The downside risks to projects hit by a TVG application is, however, so great that many developers are only too keen to wade through the form filling. The view of finance directors is that companies, already under financial pressures, can scarcely afford to take on yet further risk. Often indemnity cover will be a 'must-have', at the insistence of shareholders, backers or lenders, who are only too aware of the impact of a TVG registration on the value of the land and the viability of the developer.

Right of light

Rights of light goes back to the Middle Ages, but it was the 1832 Prescription Act that made blocking light to neighboring properties an injunctionable offence. In reality though injunctions were not used and the Act simply led to compensation being paid out to claimants in relation to the seriousness of the injury and on the basis of whether it felt right.

In the past few years, however, the courts have caught everyone on the hop by granting injunctions and in 2010 a case brought against Marcus Alexander Heaney over a Leeds office development led to a ruling that two floors of the building under construction should be removed. Although the parties subsequently settled out of court '“ thus failing to create any useful case law '“ the whole process sent tremors through the construction industry and, even more importantly, through the lending community. The fear, already being realised, is that this will ratchet up compensation claims to alarming levels.

Impact on developments

Banks, of course, drive developments these days. Their impact is there for all to see on the London skyline, the Shard for instance, but other major developments in the heart of the City appear to be mired in financial haggling. And there are indeed projects that have been slowed by the fallout from the Heaney case; the Walkie Talkie building in Fenchurch Street being one of them.
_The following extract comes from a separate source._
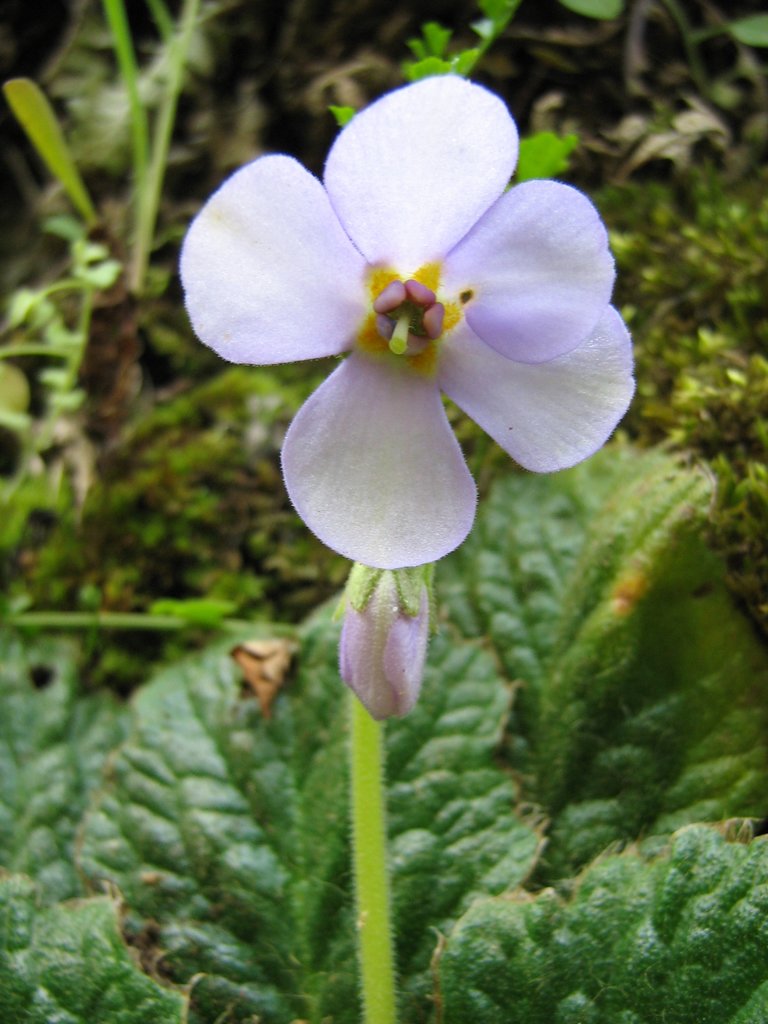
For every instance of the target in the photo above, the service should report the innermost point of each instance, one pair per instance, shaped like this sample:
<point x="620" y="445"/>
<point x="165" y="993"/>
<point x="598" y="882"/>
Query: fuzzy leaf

In this case the developers successfully invoked section 237 of the Town and Country Planning Act on the grounds that it provides economic benefits to the surrounding area. But then the City of London has always been a special case.
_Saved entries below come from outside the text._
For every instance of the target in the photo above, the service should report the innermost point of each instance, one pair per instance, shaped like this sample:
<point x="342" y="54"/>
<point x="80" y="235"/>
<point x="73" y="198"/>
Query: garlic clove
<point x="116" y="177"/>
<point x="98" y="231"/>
In calling the shots, banks, of course, want to protect their investment and they don't like uncertainty. They will want a first charge on their loans, and may also insist on insurance policies being in place to afford this protection.

Calculating risk

Key to deciding whether insurance is a solution or even an option is a specialist right of light survey, which will accurately assess the injury to owners of neighbouring buildings and insurers can then decide whether the risk is insurable.

Insurance will not only benefit the developer, financial backers and owner, but also subsequent owners, because the risk has been effectively dealt with. This is an important factor in selling on the property.

Often developers are prepared to negotiate compensation awards with neighbours and employ insurance only to deal with 'disaster scenarios'. The policy in this case will kick in when a rights of light injunction threatens the viability of the entire project. So there might be a very high excess and developers would be encouraged to enter into a code of conduct to mitigate risks, which may, in this instance, include keeping their neighbours fully informed and negotiating with them over right of light issues.

City centre developments with multiple neighbours clearly present the biggest risk ?of right-of-light injunctions. But the Heaney case has muddied the waters for all developers. While no one has yet been forced to tear their building down, there is ample evidence that compensation claims have been soaring as a result of the uncertainty. Insurance offers a serious option for taking back control, at least until the Law Commission tells us all what is a reasonable course of action in these disputes.